Note: Native crash reporting is not available with sentry-expo.

  • Once you have signed up, you will be prompted to create a project. Enter the name of your project and continue.
  • Copy your "DSN", you will need it shortly. (If you already have a project, you can find your DSN in your Sentry Dashboard > Project Settings > DSN.
  • Go to the Sentry API section and create an auth token. You can use the default configuration, this token will never be made available to users of your app. Ensure you have project:write selected under scopes. Copy your auth token and save it for later.
  • Go to your project dashboard by going to and selecting your project. Next go to the settings tab and copy the name of your project, we will need this. The "legacy name" will not work for our purposes.
  • Go to your organization settings by going to, press the button in the top left of your screen with the arrow beside it and select "organization settings". Copy the name of your organization. The "legacy name" will not work for our purposes.
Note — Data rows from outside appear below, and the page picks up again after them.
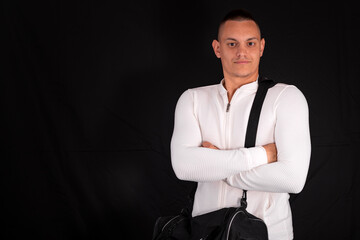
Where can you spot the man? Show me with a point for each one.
(209, 133)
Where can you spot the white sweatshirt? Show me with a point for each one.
(204, 114)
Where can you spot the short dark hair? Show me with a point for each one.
(238, 15)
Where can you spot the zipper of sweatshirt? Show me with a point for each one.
(227, 131)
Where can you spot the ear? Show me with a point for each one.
(262, 46)
(216, 47)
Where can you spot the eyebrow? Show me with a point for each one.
(249, 39)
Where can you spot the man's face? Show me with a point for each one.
(239, 48)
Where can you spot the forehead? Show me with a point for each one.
(239, 30)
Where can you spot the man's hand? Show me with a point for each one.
(271, 152)
(208, 145)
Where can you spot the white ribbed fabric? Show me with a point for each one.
(201, 115)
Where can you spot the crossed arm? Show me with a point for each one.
(272, 168)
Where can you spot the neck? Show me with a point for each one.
(233, 83)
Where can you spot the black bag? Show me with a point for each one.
(227, 223)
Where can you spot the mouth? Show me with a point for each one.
(242, 62)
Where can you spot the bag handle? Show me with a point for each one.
(253, 122)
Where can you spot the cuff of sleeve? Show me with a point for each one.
(258, 157)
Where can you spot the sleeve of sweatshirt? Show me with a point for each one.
(292, 138)
(192, 162)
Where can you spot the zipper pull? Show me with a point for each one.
(228, 107)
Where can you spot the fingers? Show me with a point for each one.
(208, 145)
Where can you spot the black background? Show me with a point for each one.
(88, 92)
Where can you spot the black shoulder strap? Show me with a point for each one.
(264, 85)
(253, 122)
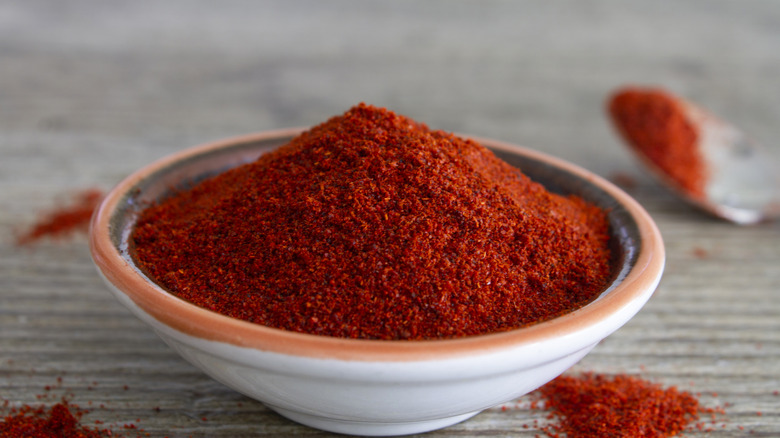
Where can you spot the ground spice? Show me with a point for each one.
(655, 123)
(371, 225)
(593, 406)
(59, 421)
(65, 220)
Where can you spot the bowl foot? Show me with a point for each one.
(366, 428)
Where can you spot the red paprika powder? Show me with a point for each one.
(371, 225)
(59, 421)
(64, 220)
(655, 123)
(601, 406)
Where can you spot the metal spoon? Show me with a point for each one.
(741, 185)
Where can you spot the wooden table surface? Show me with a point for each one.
(91, 91)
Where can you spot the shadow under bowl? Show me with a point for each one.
(374, 387)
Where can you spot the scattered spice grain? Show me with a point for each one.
(59, 421)
(371, 225)
(654, 122)
(64, 220)
(592, 405)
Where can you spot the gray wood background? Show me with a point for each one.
(92, 90)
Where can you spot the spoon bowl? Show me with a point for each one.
(704, 160)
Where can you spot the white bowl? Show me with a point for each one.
(371, 387)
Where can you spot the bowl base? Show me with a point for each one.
(366, 428)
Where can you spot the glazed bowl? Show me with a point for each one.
(374, 387)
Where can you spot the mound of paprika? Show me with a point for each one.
(373, 226)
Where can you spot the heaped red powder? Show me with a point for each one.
(373, 226)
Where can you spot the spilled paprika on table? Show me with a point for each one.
(590, 405)
(373, 226)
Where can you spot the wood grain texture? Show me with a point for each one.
(90, 91)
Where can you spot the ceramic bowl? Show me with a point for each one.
(371, 387)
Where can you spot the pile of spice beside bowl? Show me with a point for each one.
(317, 270)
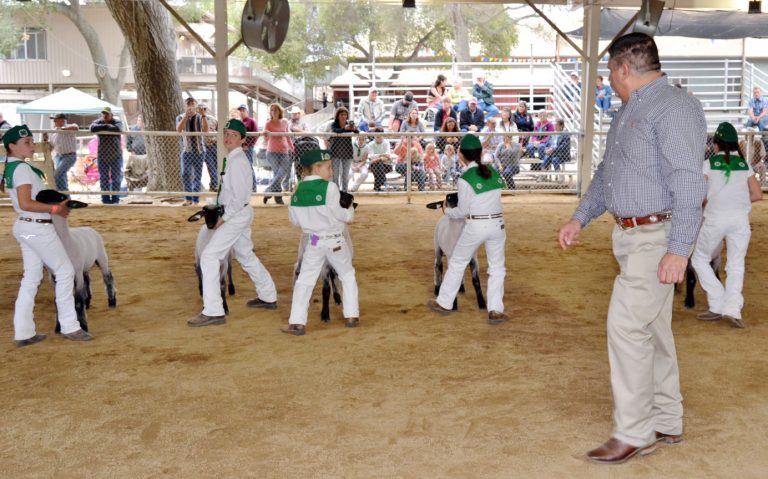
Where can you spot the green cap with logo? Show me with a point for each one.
(15, 134)
(726, 132)
(315, 156)
(470, 142)
(236, 125)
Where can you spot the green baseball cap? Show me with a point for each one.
(236, 125)
(470, 142)
(315, 156)
(15, 134)
(726, 132)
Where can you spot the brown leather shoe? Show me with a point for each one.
(495, 317)
(205, 320)
(668, 438)
(20, 343)
(294, 329)
(617, 452)
(434, 306)
(352, 322)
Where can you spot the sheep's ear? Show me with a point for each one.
(196, 216)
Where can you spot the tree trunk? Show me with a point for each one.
(149, 34)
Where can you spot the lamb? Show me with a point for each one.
(447, 232)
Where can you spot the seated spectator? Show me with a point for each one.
(370, 109)
(483, 91)
(523, 121)
(508, 160)
(559, 149)
(539, 142)
(400, 109)
(603, 95)
(449, 126)
(458, 95)
(758, 111)
(443, 114)
(473, 118)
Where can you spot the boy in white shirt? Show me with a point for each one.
(233, 231)
(316, 210)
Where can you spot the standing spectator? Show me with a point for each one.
(483, 91)
(370, 109)
(110, 154)
(473, 118)
(400, 110)
(341, 146)
(603, 95)
(64, 143)
(211, 149)
(459, 96)
(250, 141)
(279, 150)
(758, 110)
(651, 181)
(193, 120)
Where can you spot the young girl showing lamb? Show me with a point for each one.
(432, 167)
(233, 232)
(40, 245)
(731, 190)
(316, 210)
(480, 203)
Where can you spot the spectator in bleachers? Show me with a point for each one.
(449, 126)
(483, 91)
(341, 147)
(508, 160)
(370, 109)
(603, 95)
(473, 118)
(540, 142)
(458, 95)
(559, 149)
(758, 110)
(443, 114)
(400, 110)
(436, 93)
(523, 121)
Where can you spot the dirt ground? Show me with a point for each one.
(409, 394)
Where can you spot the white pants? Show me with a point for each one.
(41, 246)
(337, 252)
(361, 177)
(477, 232)
(233, 233)
(641, 349)
(736, 232)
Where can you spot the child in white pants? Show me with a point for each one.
(479, 193)
(731, 190)
(233, 231)
(40, 245)
(316, 210)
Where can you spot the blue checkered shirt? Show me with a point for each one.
(653, 163)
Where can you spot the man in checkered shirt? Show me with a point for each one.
(651, 181)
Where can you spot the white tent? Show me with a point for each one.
(71, 101)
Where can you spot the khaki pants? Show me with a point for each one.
(641, 350)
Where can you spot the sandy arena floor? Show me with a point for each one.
(409, 394)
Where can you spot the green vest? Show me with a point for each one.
(10, 168)
(480, 184)
(310, 193)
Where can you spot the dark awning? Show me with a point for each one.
(685, 23)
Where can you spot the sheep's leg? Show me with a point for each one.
(474, 267)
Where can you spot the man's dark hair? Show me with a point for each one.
(638, 50)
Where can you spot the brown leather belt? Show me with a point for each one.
(627, 223)
(35, 220)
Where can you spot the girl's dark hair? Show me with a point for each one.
(477, 157)
(726, 147)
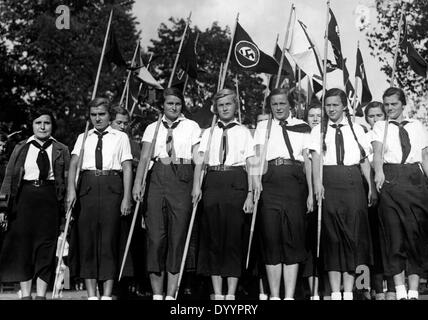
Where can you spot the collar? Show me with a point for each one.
(34, 138)
(180, 118)
(344, 121)
(289, 120)
(109, 129)
(233, 121)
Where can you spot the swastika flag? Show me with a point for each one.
(247, 55)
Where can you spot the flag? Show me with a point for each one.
(287, 70)
(145, 76)
(187, 60)
(112, 53)
(416, 62)
(303, 51)
(247, 55)
(360, 72)
(349, 88)
(333, 37)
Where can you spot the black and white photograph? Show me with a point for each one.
(216, 154)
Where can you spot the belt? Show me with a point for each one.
(167, 161)
(222, 167)
(98, 172)
(284, 162)
(39, 183)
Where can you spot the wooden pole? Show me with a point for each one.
(179, 51)
(226, 64)
(260, 174)
(391, 83)
(137, 207)
(195, 206)
(237, 97)
(324, 84)
(287, 32)
(57, 286)
(134, 104)
(128, 77)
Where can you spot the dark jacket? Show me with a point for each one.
(9, 192)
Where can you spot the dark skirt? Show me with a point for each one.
(282, 215)
(29, 246)
(94, 251)
(169, 206)
(222, 239)
(345, 234)
(404, 220)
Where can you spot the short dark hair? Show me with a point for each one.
(336, 92)
(100, 102)
(3, 136)
(118, 110)
(399, 92)
(315, 105)
(172, 92)
(372, 105)
(36, 113)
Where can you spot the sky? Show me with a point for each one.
(264, 19)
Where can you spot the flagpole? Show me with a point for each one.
(179, 51)
(139, 87)
(268, 78)
(391, 83)
(129, 73)
(55, 291)
(226, 64)
(281, 63)
(299, 86)
(220, 73)
(356, 90)
(397, 47)
(187, 70)
(324, 84)
(237, 97)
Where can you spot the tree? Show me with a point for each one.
(56, 69)
(382, 41)
(212, 48)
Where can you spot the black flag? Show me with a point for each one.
(360, 72)
(247, 55)
(416, 62)
(113, 53)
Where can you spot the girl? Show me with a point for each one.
(345, 236)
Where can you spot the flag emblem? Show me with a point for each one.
(247, 54)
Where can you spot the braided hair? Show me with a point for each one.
(335, 92)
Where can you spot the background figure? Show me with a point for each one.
(104, 193)
(284, 197)
(31, 201)
(227, 194)
(169, 185)
(345, 236)
(373, 113)
(403, 187)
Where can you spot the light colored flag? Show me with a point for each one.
(145, 76)
(303, 50)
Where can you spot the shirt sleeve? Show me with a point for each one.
(196, 134)
(423, 134)
(377, 132)
(204, 141)
(126, 153)
(148, 133)
(77, 145)
(362, 138)
(249, 146)
(313, 141)
(259, 134)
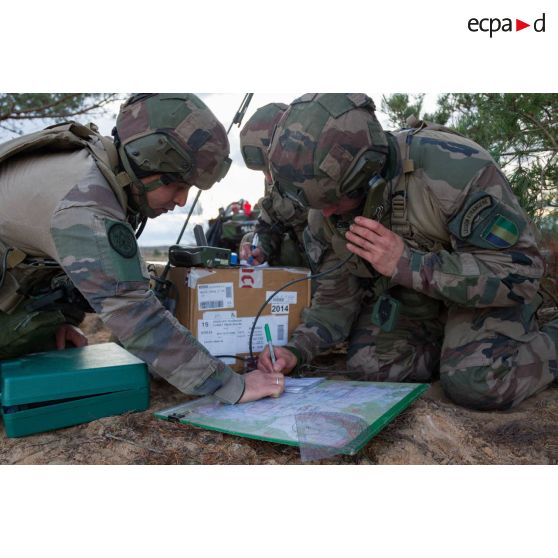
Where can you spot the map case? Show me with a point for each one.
(343, 415)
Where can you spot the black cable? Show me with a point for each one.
(286, 285)
(231, 356)
(4, 268)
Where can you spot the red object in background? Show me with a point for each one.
(247, 209)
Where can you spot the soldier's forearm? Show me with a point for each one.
(468, 279)
(170, 349)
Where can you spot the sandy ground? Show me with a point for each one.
(432, 431)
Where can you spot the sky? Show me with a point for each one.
(240, 181)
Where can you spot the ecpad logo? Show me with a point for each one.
(494, 24)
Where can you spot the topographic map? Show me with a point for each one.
(337, 415)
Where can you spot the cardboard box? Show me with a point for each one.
(219, 306)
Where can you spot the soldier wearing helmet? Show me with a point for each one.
(442, 266)
(281, 222)
(71, 201)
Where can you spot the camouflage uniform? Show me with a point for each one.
(468, 278)
(60, 205)
(281, 223)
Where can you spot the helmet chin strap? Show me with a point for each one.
(138, 187)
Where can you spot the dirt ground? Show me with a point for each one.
(431, 431)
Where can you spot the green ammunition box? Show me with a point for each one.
(45, 391)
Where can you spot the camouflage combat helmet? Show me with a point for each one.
(255, 136)
(325, 147)
(172, 134)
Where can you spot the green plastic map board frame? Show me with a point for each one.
(372, 404)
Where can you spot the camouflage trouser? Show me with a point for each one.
(22, 332)
(490, 358)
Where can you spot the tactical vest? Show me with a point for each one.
(389, 203)
(17, 275)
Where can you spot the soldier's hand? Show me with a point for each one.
(285, 361)
(374, 243)
(258, 384)
(73, 334)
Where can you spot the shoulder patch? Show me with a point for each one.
(122, 240)
(472, 212)
(502, 232)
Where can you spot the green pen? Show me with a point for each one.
(269, 343)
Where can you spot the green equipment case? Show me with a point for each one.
(45, 391)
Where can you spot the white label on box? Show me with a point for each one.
(279, 308)
(215, 295)
(219, 314)
(231, 336)
(250, 278)
(284, 297)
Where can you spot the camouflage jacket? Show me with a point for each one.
(60, 206)
(467, 241)
(279, 216)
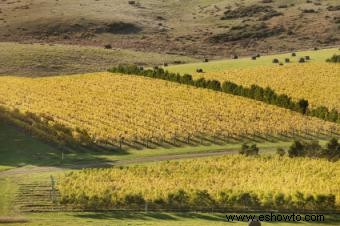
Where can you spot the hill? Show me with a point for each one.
(192, 27)
(115, 109)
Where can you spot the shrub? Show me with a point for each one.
(334, 59)
(249, 150)
(108, 46)
(280, 152)
(308, 11)
(296, 149)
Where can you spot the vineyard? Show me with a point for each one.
(229, 182)
(115, 109)
(317, 82)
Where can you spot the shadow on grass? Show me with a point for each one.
(19, 149)
(330, 219)
(125, 215)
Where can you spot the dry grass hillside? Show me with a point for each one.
(211, 28)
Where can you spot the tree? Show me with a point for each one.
(281, 152)
(249, 150)
(332, 149)
(296, 149)
(302, 106)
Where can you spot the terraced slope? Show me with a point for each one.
(319, 83)
(120, 108)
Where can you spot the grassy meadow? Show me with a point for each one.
(36, 59)
(246, 62)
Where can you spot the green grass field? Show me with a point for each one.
(45, 59)
(21, 150)
(18, 150)
(160, 218)
(247, 62)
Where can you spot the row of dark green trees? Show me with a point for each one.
(311, 149)
(201, 200)
(255, 92)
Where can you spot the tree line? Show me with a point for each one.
(266, 95)
(313, 149)
(202, 200)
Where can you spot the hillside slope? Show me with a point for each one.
(210, 28)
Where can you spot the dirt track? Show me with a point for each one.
(45, 169)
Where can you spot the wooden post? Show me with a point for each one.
(146, 207)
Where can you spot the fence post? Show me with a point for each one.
(146, 207)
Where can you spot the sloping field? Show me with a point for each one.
(247, 62)
(116, 107)
(55, 59)
(229, 181)
(319, 83)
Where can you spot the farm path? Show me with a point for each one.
(51, 169)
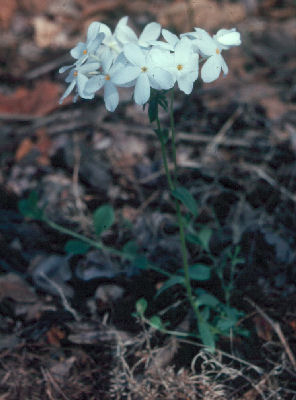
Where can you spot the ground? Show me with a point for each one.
(68, 327)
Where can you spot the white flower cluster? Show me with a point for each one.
(123, 59)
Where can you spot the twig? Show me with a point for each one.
(49, 377)
(278, 330)
(48, 67)
(64, 300)
(212, 146)
(263, 175)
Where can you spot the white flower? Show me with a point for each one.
(111, 96)
(78, 77)
(144, 72)
(209, 47)
(125, 34)
(112, 47)
(227, 38)
(82, 51)
(171, 41)
(182, 64)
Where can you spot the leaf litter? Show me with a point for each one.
(66, 327)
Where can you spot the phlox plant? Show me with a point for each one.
(154, 68)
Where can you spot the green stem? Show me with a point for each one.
(173, 139)
(178, 209)
(99, 245)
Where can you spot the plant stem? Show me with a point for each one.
(173, 139)
(172, 186)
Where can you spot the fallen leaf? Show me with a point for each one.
(14, 287)
(54, 336)
(7, 11)
(207, 13)
(263, 328)
(39, 101)
(24, 148)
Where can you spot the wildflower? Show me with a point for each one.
(125, 34)
(182, 64)
(143, 71)
(171, 41)
(211, 48)
(82, 51)
(111, 96)
(78, 77)
(227, 38)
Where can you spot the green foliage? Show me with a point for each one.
(141, 306)
(174, 280)
(29, 207)
(182, 194)
(103, 218)
(199, 272)
(206, 334)
(76, 247)
(157, 99)
(156, 322)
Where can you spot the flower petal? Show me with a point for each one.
(93, 30)
(142, 89)
(88, 67)
(185, 82)
(126, 74)
(124, 34)
(164, 79)
(183, 51)
(150, 32)
(68, 91)
(64, 68)
(204, 42)
(211, 69)
(134, 54)
(224, 66)
(111, 96)
(77, 51)
(94, 84)
(81, 82)
(170, 37)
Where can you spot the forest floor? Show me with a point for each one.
(67, 329)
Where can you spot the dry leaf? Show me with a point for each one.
(263, 328)
(7, 10)
(47, 33)
(14, 287)
(36, 102)
(208, 14)
(24, 148)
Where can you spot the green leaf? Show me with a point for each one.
(206, 335)
(174, 280)
(141, 306)
(76, 247)
(103, 218)
(199, 272)
(183, 195)
(204, 236)
(156, 322)
(207, 299)
(29, 207)
(130, 248)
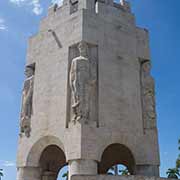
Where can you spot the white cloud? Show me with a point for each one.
(35, 4)
(7, 163)
(3, 27)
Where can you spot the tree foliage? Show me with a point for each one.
(175, 172)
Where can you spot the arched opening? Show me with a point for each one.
(116, 155)
(118, 169)
(52, 160)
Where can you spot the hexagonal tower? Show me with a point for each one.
(88, 98)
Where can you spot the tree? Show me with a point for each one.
(1, 173)
(173, 173)
(65, 175)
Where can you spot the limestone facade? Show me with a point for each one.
(110, 118)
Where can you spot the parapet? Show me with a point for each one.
(92, 5)
(112, 177)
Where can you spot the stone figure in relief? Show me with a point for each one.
(80, 82)
(27, 97)
(148, 93)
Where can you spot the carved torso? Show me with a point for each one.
(79, 83)
(148, 97)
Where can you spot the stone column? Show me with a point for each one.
(147, 170)
(28, 173)
(82, 167)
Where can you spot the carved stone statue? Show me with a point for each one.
(27, 97)
(148, 96)
(80, 83)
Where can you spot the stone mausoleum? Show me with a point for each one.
(88, 99)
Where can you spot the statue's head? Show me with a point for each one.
(146, 66)
(29, 71)
(83, 49)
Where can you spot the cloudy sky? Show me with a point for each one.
(19, 19)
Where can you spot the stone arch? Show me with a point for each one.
(116, 154)
(37, 149)
(51, 161)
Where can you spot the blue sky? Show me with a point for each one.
(19, 19)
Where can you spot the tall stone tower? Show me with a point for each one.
(88, 97)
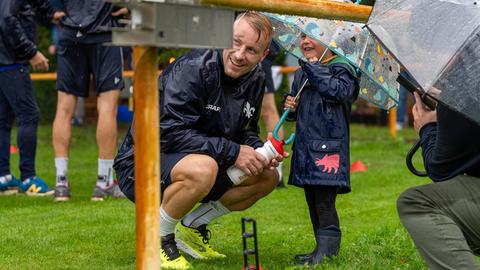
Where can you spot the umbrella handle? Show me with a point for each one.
(409, 162)
(279, 124)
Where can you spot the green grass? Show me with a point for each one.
(36, 233)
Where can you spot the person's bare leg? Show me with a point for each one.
(192, 179)
(107, 103)
(62, 125)
(242, 197)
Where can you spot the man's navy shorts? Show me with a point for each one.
(77, 61)
(167, 162)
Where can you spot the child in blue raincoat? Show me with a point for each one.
(320, 160)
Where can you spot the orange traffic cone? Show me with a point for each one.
(13, 149)
(358, 166)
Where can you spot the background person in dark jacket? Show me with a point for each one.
(17, 49)
(210, 105)
(321, 150)
(443, 218)
(80, 54)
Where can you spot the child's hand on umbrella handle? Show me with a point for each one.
(290, 103)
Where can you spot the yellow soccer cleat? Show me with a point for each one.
(170, 256)
(194, 242)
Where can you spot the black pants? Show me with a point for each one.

  • Make sure you're using a new version of Node which supports async/await (Node 7.6+)
  • In your project, install the Expo integration: npm i sentry-expo --save
  • Add the following in your app's main file (App.js by default).
import * as Sentry from 'sentry-expo';

  dsn: 'YOUR DSN HERE',
  enableInExpoDevelopment: true,
  debug: true,
  • Open app.json and add a postPublish hook:
  "expo": {
    // ... your existing configuration
    "hooks": {
      "postPublish": [
          "file": "sentry-expo/upload-sourcemaps",
          "config": {
            "organization": "your sentry organization's short name here",
            "project": "your sentry project's name here",
            "authToken": "your auth token here",
            "url": "your sentry url here" // OPTIONAL- only necessary when self-hosting Sentry
The correct authToken value can be generated from the Sentry API page .
You can also use environment variables for your config, if you prefer:
  • organization = SENTRY_ORG
  • project = SENTRY_PROJECT
  • authToken = SENTRY_AUTH_TOKEN
  • (optional) url = SENTRY_URL
You can pass them in directly like this:
SENTRY_PROJECT=myCoolProject expo publish

With the postPublish hook in place, now all you need to do is hit publish and the sourcemaps will be uploaded automatically. We automatically assign a unique release version for Sentry each time you hit publish, based on the version you specify in app.json and a release id on our backend -- this means that if you forget to update the version but hit publish, you will still get a unique Sentry release. If you're not familiar with publishing on Expo, you can read more about it here.
In order to use the published release source maps with Issues in Sentry, you'll have to set your Expo revisionId as the Sentry release identifier, like so:
// e.g. in your `App.js`
import Constants from 'expo-constants';

// ... initialize Sentry first, shown above

Note that the revisionId is not available in the manifest when running in development mode (using Expo CLI), defaulting to undefined. If you're using the bare workflow, you should use Updates.manifest.revisionId.

If you're using Jest, make sure to add @sentry/.* and sentry-expo to your transformIgnorePatterns.

In order to ensure that errors are reported reliably, Sentry defers reporting the data to their backend until the next time you load the app after a fatal error rather than trying to report it upon catching the exception. It saves the stacktrace and other metadata to AsyncStorage and sends it immediately when the app starts.

Unless enableInExpoDevelopment: true is set, all your dev/local errors will be ignored and only app releases will report errors to Sentry. You can call methods like Sentry.captureException(new Error('Oops!')) but these methods will be no-op.